Academia
A logo of the Indonesia Stock Exchange (IDX) is seen at the IDX building in Jakarta on Sunday, April 19, 2026. (JP/Iqro Rinaldi) (JP/Iqro Rinaldi)
Global index provider MSCI has delayed its annual market classification review of Indonesia's equity market, giving the country until November to demonstrate meaningful progress following its warning on market transparency and investability issued in January. While Indonesia retains its emerging market status for now, MSCI stressed that a downgrade to frontier market status remains a possibility as it continues to assess the effectiveness and implementation of recent market reforms.MSCI first raised concerns in January over the lack of transparency surrounding companies' free-float shares and ownership structures. Such opacity can enable highly concentrated ownership arrangements, creating conditions that may lead to price distortions and potential market manipulation, ultimately undermining investor confidence. The warning triggered a broad market sell-off, with Indonesian equities falling 16.7 percent over the following two days. The episode also prompted regulators to accelerate efforts to strengthen market regulations.

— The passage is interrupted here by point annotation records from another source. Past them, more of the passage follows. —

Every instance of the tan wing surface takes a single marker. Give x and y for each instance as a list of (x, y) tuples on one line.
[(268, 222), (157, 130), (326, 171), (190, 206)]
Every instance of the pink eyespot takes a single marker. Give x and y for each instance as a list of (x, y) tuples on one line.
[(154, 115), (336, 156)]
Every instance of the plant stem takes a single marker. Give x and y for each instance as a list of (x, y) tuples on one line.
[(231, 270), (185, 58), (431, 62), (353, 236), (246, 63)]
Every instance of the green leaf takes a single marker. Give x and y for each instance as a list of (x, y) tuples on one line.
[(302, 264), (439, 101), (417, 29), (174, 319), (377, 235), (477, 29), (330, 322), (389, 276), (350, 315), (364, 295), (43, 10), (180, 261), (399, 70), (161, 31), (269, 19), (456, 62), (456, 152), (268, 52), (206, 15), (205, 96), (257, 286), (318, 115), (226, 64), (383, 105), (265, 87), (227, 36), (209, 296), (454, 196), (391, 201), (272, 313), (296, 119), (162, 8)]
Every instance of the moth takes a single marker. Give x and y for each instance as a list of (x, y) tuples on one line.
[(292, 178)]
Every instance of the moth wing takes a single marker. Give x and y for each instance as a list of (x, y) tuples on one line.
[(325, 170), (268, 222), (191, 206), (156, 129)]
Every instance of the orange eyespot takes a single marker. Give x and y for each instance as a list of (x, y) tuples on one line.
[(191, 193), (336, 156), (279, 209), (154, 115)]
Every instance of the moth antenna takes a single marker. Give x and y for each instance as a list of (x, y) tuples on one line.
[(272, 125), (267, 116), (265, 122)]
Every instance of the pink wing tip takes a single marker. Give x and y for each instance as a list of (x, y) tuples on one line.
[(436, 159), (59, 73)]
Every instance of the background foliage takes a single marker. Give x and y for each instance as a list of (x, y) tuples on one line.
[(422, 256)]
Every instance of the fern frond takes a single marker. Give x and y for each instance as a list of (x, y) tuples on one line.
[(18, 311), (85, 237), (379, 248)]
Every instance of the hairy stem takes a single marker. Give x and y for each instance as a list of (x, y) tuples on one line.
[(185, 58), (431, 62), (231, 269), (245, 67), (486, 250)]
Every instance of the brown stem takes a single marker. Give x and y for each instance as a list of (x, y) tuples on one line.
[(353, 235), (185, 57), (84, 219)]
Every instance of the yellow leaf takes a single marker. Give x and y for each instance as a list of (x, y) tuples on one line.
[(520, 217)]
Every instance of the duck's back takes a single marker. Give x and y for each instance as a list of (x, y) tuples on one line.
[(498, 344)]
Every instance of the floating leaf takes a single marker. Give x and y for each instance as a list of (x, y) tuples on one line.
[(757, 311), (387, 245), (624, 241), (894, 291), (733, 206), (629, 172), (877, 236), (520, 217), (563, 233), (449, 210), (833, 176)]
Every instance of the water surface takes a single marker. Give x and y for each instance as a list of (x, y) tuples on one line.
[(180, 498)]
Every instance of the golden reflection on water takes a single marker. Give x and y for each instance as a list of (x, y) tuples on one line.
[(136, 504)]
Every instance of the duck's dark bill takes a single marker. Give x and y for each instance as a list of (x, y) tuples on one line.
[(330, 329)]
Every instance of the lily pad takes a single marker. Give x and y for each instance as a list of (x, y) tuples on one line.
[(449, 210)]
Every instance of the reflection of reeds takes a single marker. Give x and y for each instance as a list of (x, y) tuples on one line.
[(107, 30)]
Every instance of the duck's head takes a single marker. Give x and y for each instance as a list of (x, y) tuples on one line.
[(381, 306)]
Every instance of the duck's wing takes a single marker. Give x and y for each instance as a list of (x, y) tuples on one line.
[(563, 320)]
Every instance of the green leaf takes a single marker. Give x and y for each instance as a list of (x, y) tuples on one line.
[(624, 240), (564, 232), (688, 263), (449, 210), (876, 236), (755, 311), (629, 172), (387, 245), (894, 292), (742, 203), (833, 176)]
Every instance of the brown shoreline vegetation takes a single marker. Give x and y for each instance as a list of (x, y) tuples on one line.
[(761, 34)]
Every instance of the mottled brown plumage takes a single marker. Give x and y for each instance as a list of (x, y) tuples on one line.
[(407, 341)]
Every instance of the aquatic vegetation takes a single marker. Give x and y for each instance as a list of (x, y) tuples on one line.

Indonesian authorities in recent months have introduced a series of reforms, including raising the minimum free-float requirement to 15 percent from 7.5 percent, lowering the disclosure threshold for shareholders from 5 percent to 1 percent ownership, and publicly identifying companies with highly concentrated ownership structures. The latter was an unusual step for Indonesia's capital market authorities. MSCI subsequently removed 18 Indonesian stocks from its indexes during its May rebalancing due to concerns related to ownership concentration and investability, although Indonesia remained part of the emerging market index.